Bridge Resources Corp.

Bridge Resources Corp.

May 17, 2010 14:45 ET

Bridge Resources Corp. Closes Bought Deal Financing

CALGARY, ALBERTA--(Marketwire - May 17, 2010) -


Bridge Resources Corp. (TSX VENTURE:BUK) (the "Company") is pleased to announce that it has closed its previously announced bought deal private placement financing, including partial exercise of the underwriters' option, for total gross proceeds of $8,662,000 (the "Offering"). Pursuant to the Offering, the Company has issued 17,324,000 units of the Company ("Units") at a price of $0.50 per Unit. The Offering was completed by a syndicate of underwriters led by Mackie Research Capital Corporation and including PI Financial Corp. and Byron Securities Limited (the "Underwriters").

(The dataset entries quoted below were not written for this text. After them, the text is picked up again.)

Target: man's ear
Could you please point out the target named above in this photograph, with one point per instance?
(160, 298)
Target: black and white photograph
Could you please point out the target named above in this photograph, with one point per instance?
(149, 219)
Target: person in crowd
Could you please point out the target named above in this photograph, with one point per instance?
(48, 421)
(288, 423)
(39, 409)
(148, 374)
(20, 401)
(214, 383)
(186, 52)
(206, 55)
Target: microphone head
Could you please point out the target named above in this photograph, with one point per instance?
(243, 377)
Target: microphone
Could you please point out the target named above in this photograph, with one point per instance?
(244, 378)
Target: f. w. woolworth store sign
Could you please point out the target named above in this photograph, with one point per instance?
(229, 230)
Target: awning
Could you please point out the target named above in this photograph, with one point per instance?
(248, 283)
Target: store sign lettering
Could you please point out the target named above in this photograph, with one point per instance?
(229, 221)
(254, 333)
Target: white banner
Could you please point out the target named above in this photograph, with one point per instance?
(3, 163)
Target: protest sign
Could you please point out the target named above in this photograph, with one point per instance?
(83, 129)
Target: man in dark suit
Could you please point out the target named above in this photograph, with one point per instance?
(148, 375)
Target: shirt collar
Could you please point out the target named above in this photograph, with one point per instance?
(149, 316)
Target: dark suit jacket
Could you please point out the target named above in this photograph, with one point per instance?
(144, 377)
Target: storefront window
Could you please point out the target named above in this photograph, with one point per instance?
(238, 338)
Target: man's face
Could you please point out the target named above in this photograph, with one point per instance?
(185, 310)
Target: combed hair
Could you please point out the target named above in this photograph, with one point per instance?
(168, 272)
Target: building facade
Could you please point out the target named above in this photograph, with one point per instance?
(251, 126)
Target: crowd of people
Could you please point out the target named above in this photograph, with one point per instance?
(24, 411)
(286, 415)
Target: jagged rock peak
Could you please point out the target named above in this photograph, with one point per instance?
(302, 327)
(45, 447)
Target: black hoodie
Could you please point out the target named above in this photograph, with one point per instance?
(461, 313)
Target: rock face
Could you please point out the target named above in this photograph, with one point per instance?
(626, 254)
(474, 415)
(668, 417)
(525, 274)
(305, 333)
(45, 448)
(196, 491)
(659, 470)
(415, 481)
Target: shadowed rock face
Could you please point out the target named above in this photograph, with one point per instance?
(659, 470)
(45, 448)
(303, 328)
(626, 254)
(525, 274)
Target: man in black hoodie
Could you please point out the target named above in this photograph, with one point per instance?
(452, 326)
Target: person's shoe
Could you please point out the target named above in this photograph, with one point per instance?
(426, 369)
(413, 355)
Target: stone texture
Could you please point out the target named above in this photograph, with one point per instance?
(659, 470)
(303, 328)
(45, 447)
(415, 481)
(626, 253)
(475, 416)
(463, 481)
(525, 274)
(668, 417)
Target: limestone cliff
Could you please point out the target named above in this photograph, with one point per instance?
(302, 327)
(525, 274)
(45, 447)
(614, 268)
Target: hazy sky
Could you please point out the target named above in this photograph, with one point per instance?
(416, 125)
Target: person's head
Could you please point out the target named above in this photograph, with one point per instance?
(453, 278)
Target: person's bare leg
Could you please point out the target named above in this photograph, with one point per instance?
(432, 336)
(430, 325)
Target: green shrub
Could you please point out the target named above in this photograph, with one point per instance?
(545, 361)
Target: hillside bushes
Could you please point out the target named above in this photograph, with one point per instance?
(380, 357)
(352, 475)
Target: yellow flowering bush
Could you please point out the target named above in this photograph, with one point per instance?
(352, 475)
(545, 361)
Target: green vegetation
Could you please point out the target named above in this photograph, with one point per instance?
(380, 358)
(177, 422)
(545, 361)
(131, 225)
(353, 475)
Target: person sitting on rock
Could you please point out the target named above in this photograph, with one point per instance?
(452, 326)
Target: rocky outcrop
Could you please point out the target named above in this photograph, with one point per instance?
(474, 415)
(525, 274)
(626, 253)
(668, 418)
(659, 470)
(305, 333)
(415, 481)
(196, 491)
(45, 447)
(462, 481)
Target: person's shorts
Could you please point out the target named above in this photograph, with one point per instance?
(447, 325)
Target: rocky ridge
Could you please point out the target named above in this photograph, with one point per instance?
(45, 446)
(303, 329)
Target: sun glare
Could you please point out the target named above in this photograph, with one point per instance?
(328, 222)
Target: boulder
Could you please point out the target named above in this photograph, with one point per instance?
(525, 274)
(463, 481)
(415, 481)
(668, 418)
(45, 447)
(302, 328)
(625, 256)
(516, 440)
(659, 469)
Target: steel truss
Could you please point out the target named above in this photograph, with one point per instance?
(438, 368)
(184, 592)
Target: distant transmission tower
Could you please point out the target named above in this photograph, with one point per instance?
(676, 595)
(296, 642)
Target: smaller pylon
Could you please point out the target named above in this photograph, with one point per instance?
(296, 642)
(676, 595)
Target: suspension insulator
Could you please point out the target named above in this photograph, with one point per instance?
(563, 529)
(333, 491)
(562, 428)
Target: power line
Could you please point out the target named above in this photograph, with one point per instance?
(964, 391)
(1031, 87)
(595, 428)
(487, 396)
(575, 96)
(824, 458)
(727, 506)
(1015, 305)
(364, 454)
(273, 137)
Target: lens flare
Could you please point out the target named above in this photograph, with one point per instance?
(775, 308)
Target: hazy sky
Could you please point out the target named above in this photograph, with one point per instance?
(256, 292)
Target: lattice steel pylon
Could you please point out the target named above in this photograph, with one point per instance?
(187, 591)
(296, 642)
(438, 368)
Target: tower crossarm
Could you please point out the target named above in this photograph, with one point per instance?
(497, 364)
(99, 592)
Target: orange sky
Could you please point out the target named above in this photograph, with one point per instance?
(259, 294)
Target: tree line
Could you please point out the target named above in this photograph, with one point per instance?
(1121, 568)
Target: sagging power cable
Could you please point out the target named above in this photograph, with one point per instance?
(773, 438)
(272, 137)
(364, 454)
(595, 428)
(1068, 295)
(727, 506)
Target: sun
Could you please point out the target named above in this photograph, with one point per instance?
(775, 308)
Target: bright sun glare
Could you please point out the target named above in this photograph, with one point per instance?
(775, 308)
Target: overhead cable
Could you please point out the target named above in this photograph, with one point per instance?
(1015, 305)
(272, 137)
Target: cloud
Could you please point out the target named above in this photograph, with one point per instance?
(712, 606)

Each Unit issued pursuant to the Offering consists of one common share of the Company ("Common Share") and one-half of one Common Share purchase warrant ("Warrant"). Each whole Warrant shall be exercisable into one Common Share for a period of 18 months following the closing of the Offering at a price of $0.75 per Common Share, provided that if the closing price of the Common Shares on the TSX Venture Exchange for a period of 20 consecutive trading days is at least $1.00 per Common Share, the Company will be entitled to provide notice to the holders of the Warrants advising that the Warrants will expire on the date specified in such notice (which date will be not less than thirty days after such notice) if not exercised prior to such early expiry date. All of the securities issued in connection with the Offering are subject to a four month hold period in accordance with applicable securities laws and TSX Venture Exchange policy.

The proceeds received by the Company from the sale of the Units will be used by the Company for the ongoing exploration and development of its gas and condensate properties in Idaho.

In consideration for their services, the Underwriters received a cash commission of 6.0% of the gross proceeds of the Offering and non-transferable common share purchase warrants equal to 6.0% of the Units issued pursuant to the Offering.

Following the completion of the Offering, the Company has 159,281,246 Common Shares issued and outstanding. The Offering is subject to final TSX Venture Exchange acceptance.

The securities offered have not been registered under the U.S. Securities Act of 1933, as amended, or any state securities laws, and may not be offered or sold in the United States absent registration or an exemption from the registration requirements. This press release shall not constitute an offer to sell or the solicitation of an offer to buy nor shall there be any sale of the securities in any jurisdiction in which such offer, solicitation or sale would be unlawful.

Cautions Regarding Forward-Looking Statements

Statements in this press release may contain forward-looking information including expectations of commerciality of any discovery, future operations, operating costs, commodity prices, administrative costs, commodity price risk management activity, acquisitions and dispositions, capital spending, access to credit facilities, income and oil taxes, regulatory changes, and other components of cash flow and earnings. The reader is cautioned that assumptions used in the preparation of such information may prove to be incorrect. Events or circumstances may cause actual results to differ materially from those predicted, a result of numerous known and unknown risks, uncertainties, and other factors, many of which are beyond the control of the Company. These risks include, but are not limited to, the risks associated with the oil and gas industry, commodity prices and exchange rate changes. Industry related risks could include, but are not limited to, operational risks in development and production, delays or changes in plans, risks associated to the uncertainty of reserve estimates, or reservoir performance, health and safety risks and the uncertainty of estimates and projections of production, costs and expenses. The reader is cautioned not to place undue reliance on this forward-looking information.

Neither TSX Venture Exchange nor its Regulation Services Provider (as that term is defined in the policies of the TSX Venture Exchange) accepts responsibility for the adequacy or accuracy of this release.